Assessing Jordon Ibe's impact at Anfield
At the moment there is very little which Liverpool fans can be excited about coming off the back of an abysmal Premier League campaign which resulted in a sixth place finish. The fact that there are still some footballers at the club that seem to be playing purely out of love for the game is of little consequence to the fans reeling from the horrors of last season.
Horrors? It wasn’t all that bad, was it? It was alright when the team didn’t lose for thirteen games consecutively. It was actually decent when Philippe Coutinho rocked up after about two or three months and worked his magic.
Perhaps a turning point in the season came with the return of Jordon Ibe. Injury to several regulars left Brendan Rodgers short-handed and he chose to re-call the 19 year old from his season-long loan with Derby County.
The purpose of loaning out a young player is usually to help get them get more regular football and thus help the player develope. I watched Derby regularly when Ibe transferred and I was disappointed at the lack of starting appearances he made. He started 14 games during his loan spell and was introduced off the bench 10 times.
That being said, regardless of who you are or where you’re coming from, guaranteed professional football is difficult to come by. He scored 5 goals for Derby County and boss Steve McClaren was highly impressed with him.
“When he first came, we gave Jordon a ball on his own and gave the team the other ball,” McClaren said in December. “Now, he’s learning to be a team player and developing into that. He’s learning he needs to add end product to his game.”
Ibe played his last game for Derby in a crucial win at Ipswich on the 10th of January and a week later he came on as substitute against Aston Villa in the Premier League. Three weeks after being re-welcomed to Melwood he started in a Merseyside derby and was played as a right-wing by Rodgers due to his lack of options. It’s not surprising given his physical nature how well he coped with the defensive responsibilities.
“That was maybe the one thing that surprised me,” says Gary Waddock, who handed Ibe his professional debut as a 15-year-old. “I had no doubt he could handle a big game, and that he had the talent, but as a right wing-back? That shows how much he has come on as a player.”
Ibe very nearly scored the perfect debut goal, and one of the best Merseyside derby goals in history with a thunderbolt that crashed of the side off the post. Upon his return he had even less involvement than he had while on loan.
He made 12 league appearances at an average of 52 minutes per game. However, during those 12 games he dribbled past more opponents per 90 minutes than Sterling, averaging 3.5 dribbles per game to Sterling’s 3. He also boasted an impressive average passing accuracy of 97.4 percent.

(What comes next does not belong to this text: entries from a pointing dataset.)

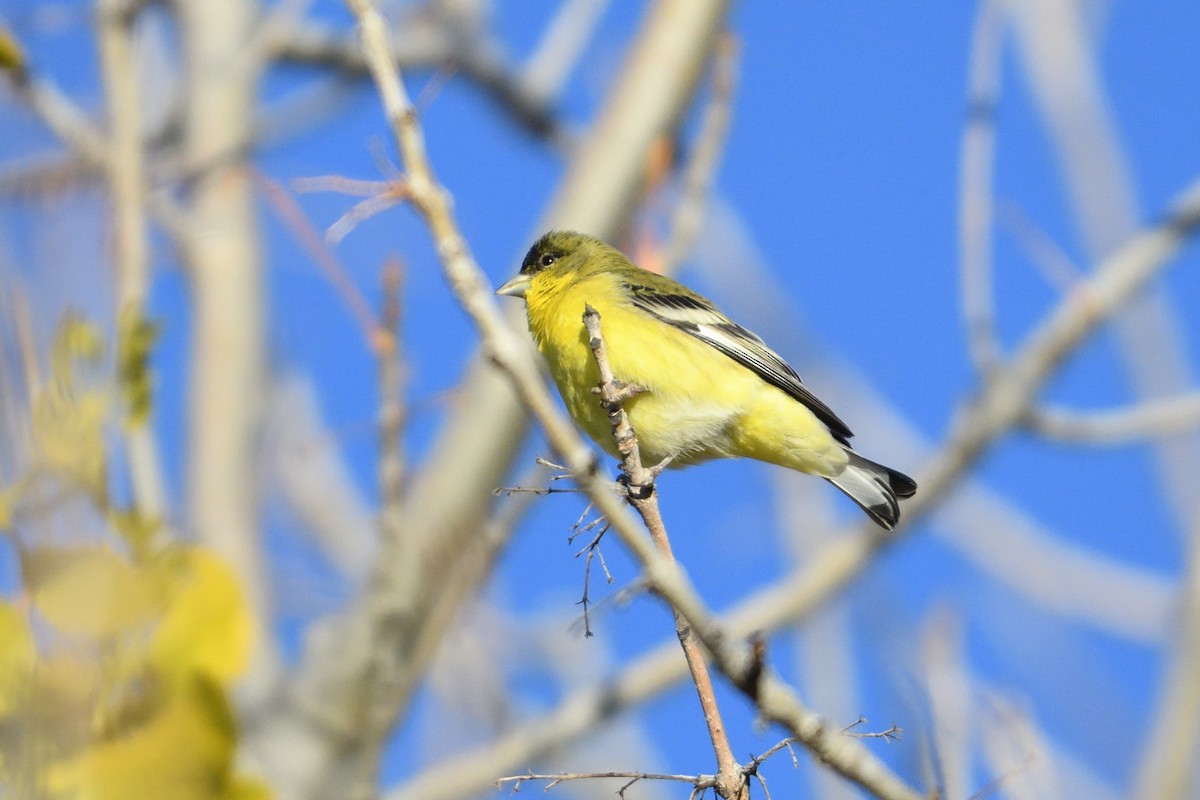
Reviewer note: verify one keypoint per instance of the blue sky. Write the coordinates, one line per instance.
(841, 172)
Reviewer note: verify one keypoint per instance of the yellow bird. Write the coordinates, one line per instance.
(709, 388)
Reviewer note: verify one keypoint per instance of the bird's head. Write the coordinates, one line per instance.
(557, 253)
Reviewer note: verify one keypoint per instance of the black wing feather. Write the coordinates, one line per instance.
(695, 316)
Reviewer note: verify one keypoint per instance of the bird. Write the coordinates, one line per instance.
(705, 388)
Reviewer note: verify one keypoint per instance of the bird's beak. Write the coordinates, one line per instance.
(516, 287)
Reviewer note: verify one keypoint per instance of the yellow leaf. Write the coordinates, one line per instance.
(69, 414)
(247, 788)
(183, 751)
(17, 656)
(207, 629)
(12, 58)
(136, 340)
(136, 528)
(94, 591)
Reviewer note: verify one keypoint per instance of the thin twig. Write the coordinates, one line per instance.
(126, 181)
(515, 359)
(553, 779)
(701, 167)
(293, 216)
(731, 782)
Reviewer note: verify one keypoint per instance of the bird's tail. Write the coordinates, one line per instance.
(875, 488)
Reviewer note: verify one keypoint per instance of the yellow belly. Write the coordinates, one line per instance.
(697, 404)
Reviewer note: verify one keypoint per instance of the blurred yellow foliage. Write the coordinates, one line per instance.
(136, 337)
(12, 56)
(125, 697)
(117, 657)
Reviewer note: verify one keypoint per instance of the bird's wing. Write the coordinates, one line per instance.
(695, 316)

Only Martin Skrtel, Mamadou Sakho and Kolo Toure had more accurate pass rates. This is made even more impressive as they are all centre backs and the majority of their passing is lateral and doesn’t have the risk that an incisive pass has.

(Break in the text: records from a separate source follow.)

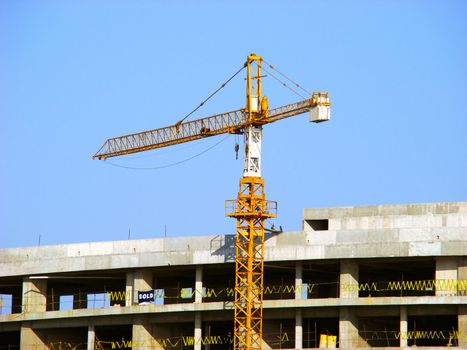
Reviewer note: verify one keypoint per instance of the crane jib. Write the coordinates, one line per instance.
(230, 122)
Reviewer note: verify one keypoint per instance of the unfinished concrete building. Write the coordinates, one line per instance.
(354, 277)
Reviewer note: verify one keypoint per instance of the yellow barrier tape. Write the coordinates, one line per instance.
(420, 285)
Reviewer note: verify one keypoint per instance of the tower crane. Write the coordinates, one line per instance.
(251, 208)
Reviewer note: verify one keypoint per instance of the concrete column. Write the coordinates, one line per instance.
(298, 329)
(403, 327)
(142, 282)
(298, 280)
(30, 340)
(91, 337)
(198, 334)
(34, 295)
(130, 277)
(348, 329)
(348, 279)
(199, 284)
(446, 275)
(462, 274)
(142, 335)
(462, 326)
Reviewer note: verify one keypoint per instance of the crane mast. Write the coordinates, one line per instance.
(251, 208)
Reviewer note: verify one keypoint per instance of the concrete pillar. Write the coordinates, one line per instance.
(91, 337)
(462, 326)
(34, 295)
(198, 334)
(462, 275)
(298, 280)
(348, 279)
(30, 340)
(403, 327)
(129, 288)
(142, 282)
(142, 335)
(348, 329)
(199, 284)
(298, 329)
(79, 300)
(446, 275)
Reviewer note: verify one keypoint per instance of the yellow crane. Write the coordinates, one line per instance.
(250, 208)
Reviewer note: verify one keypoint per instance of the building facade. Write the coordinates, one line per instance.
(354, 277)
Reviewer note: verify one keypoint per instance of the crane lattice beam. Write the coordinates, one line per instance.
(231, 122)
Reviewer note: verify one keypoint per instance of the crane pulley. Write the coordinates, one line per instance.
(251, 208)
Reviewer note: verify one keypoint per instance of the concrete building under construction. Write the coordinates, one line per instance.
(354, 277)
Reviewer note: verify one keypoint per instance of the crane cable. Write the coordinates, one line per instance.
(286, 77)
(209, 97)
(284, 84)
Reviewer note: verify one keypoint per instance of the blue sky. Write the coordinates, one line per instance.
(73, 73)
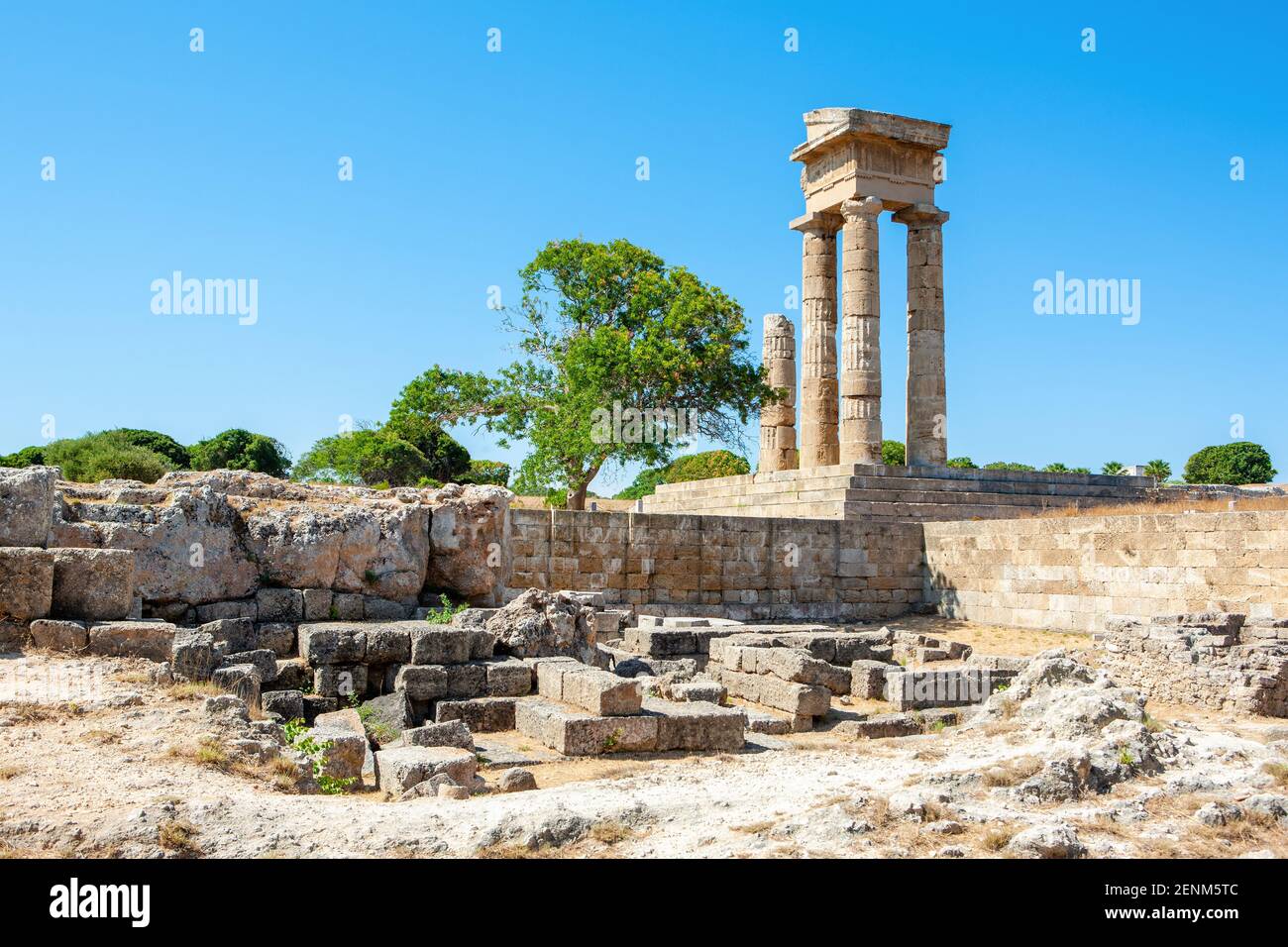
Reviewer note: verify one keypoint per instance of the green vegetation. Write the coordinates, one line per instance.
(1240, 462)
(603, 329)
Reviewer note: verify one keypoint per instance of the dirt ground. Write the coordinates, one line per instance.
(95, 761)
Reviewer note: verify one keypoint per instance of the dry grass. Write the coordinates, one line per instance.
(179, 836)
(1012, 772)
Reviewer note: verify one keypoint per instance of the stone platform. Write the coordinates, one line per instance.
(897, 493)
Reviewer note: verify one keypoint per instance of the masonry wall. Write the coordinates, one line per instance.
(1072, 573)
(738, 567)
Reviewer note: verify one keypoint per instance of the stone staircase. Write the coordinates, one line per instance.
(896, 493)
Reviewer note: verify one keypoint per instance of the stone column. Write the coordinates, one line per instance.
(778, 421)
(927, 399)
(861, 334)
(818, 342)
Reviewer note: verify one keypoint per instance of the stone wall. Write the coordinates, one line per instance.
(738, 567)
(1070, 574)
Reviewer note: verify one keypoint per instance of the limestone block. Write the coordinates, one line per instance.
(150, 639)
(59, 635)
(93, 583)
(26, 582)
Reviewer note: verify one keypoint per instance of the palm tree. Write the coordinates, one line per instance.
(1158, 470)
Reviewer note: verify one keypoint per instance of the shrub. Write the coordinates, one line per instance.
(106, 455)
(159, 444)
(893, 454)
(1232, 464)
(241, 450)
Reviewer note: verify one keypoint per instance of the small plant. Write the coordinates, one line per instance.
(447, 612)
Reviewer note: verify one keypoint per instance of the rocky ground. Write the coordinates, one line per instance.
(97, 761)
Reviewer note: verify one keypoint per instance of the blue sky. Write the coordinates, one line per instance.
(1113, 163)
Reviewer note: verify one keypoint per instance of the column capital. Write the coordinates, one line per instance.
(921, 215)
(863, 208)
(818, 222)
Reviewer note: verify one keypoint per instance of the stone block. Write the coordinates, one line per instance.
(403, 767)
(340, 681)
(26, 506)
(333, 643)
(423, 682)
(26, 582)
(93, 583)
(59, 635)
(509, 678)
(481, 714)
(237, 634)
(583, 735)
(286, 703)
(449, 733)
(150, 639)
(696, 725)
(439, 644)
(279, 604)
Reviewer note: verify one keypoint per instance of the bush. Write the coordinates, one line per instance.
(893, 454)
(699, 467)
(159, 444)
(106, 455)
(241, 450)
(487, 472)
(1232, 464)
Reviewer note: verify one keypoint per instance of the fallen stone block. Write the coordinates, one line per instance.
(333, 643)
(94, 583)
(509, 678)
(481, 714)
(150, 639)
(449, 733)
(403, 767)
(286, 703)
(696, 725)
(59, 635)
(26, 583)
(576, 733)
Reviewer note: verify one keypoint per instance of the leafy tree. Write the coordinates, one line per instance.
(1158, 470)
(159, 444)
(603, 328)
(892, 453)
(27, 457)
(487, 472)
(1234, 464)
(241, 450)
(104, 455)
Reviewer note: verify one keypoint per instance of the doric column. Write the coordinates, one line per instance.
(927, 401)
(861, 334)
(778, 421)
(818, 341)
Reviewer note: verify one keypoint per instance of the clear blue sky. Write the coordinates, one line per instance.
(1113, 163)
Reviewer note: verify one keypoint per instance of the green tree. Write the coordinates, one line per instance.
(1158, 470)
(604, 329)
(104, 455)
(241, 450)
(1233, 464)
(159, 444)
(892, 453)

In May, Ibe signed a new 5 year deal with Liverpool. It has been revealed that his step-father was instrumental in the deal being a success. As a result of the nature of the talks his step-father was offered a job as a scout at the club. Ibe told Neil Jones of the Liverpool Echo, “I don’t see what an agent can do for me that my parents?couldn’t.”
This is both great to see an also worrisome as it would be most likely irk Ibe’s friend and team-mate, Raheem Sterling to hear such a comment. Aidy Ward is Sterling’s infamous representative and while the matter needs no more publicity the following is very pertinent:
“I don’t care about the PR of the club and the club situation. I don’t care,” Ward said this in his rant about Sterling not signing for anything between £700K and £1 million a week. It highlights his failure to Sterling as an advisor and the complete lack of a paternal aspect that having your father represent you provides. The very fact that Ibe has seemingly looked past the contractual and material side of football is incredible and to be so mature at such a young age is fantastic to see.
Liverpool supporters have recognized him as a young star and with the potential to be world class. He must surely have the same mindset because while his team-mates are enjoying their holidays he is taking part in extra training sessions with Kenny Dalglish and Alex Ingelthorpe.
This sends the right message and shows that he intends to rock up in the upcoming season and be more than just a squad member, regardless of the signings Rodgers brings in. Hard work like this under the Ulsterman doesn’t go unnoticed and he will likely be rewarded with a starting berth come the new season.
If Liverpool truly want to succeed then Brendan Rodger’s knack for featuring players out of position needs to stop. In order for Ibe’s development to continue in earnest he needs to be played in his natural position and not restricted by being played at right-wing back.
Don’t get me wrong, it is very encouraging that even at such a young age he is tactically astute in that he can slot in at right back without too much instruction. That being said, his true quality lies in attacking roles and the development of this will not take place in a right back role.
Jordon Ibe holds a goldmine of talent which Liverpool and Brendan Rodgers can utilize if, and only if Ibe is played in the correct position. The 2015/2016 season will undoubtedly be a season of excitement for Ibe as he going into it as a known commodity for Liverpool fans and not a player of potential quality. It will surely be exciting to see him feature as left wing, that is, if Rodgers thinks to play him there.